Deepfake Detection¶

Definition¶

Deepfake detection in eKYC identifies AI-generated or AI-manipulated face content — including face swaps, face reenactment, and fully synthetic faces — used to bypass identity verification.

Deepfake Types Relevant to eKYC¶

graph TD
    A[Deepfake Threats to eKYC] --> B[Face Swap<br/>Replace face with victim's face]
    A --> C[Face Reenactment<br/>Drive victim's face with attacker's expressions]
    A --> D[Fully Synthetic Face<br/>AI-generated person that doesn't exist]
    A --> E[Lip Sync<br/>Alter mouth movements to match audio]
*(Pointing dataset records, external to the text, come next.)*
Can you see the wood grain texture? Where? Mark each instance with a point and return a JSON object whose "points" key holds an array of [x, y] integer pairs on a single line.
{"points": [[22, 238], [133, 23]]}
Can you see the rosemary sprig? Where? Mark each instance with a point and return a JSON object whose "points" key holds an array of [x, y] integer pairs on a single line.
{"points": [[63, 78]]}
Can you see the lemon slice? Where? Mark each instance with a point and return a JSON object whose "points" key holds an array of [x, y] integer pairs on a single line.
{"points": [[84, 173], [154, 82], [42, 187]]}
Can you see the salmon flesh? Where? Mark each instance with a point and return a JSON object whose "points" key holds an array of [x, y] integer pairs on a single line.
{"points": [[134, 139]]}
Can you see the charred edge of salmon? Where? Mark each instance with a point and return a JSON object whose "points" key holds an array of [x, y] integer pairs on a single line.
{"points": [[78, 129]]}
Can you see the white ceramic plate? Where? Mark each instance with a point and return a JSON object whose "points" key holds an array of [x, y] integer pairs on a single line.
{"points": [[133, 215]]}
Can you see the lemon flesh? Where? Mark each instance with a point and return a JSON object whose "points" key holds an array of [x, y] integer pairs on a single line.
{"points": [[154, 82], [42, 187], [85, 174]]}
    B --> B1[DeepFaceLab, FaceSwap, Roop]
    C --> C1[First Order Motion, LIA]
    D --> D1[StyleGAN, Stable Diffusion]

    style B fill:#e53935,color:#fff
    style C fill:#e53935,color:#fff

Detection Approaches¶

Approach	How It Works	Strengths	Weaknesses
Artifact detection	Detect blending boundaries, inconsistent lighting, GAN fingerprints	Works on known generators	Fails on new generators
Frequency analysis	Analyze spectral features (GAN-generated faces lack high-frequency details)	Generator-agnostic to some extent	Can be bypassed by post-processing
Temporal analysis	Detect flickering, inconsistent inter-frame motion in video	Good for video deepfakes	Requires video (not single frame)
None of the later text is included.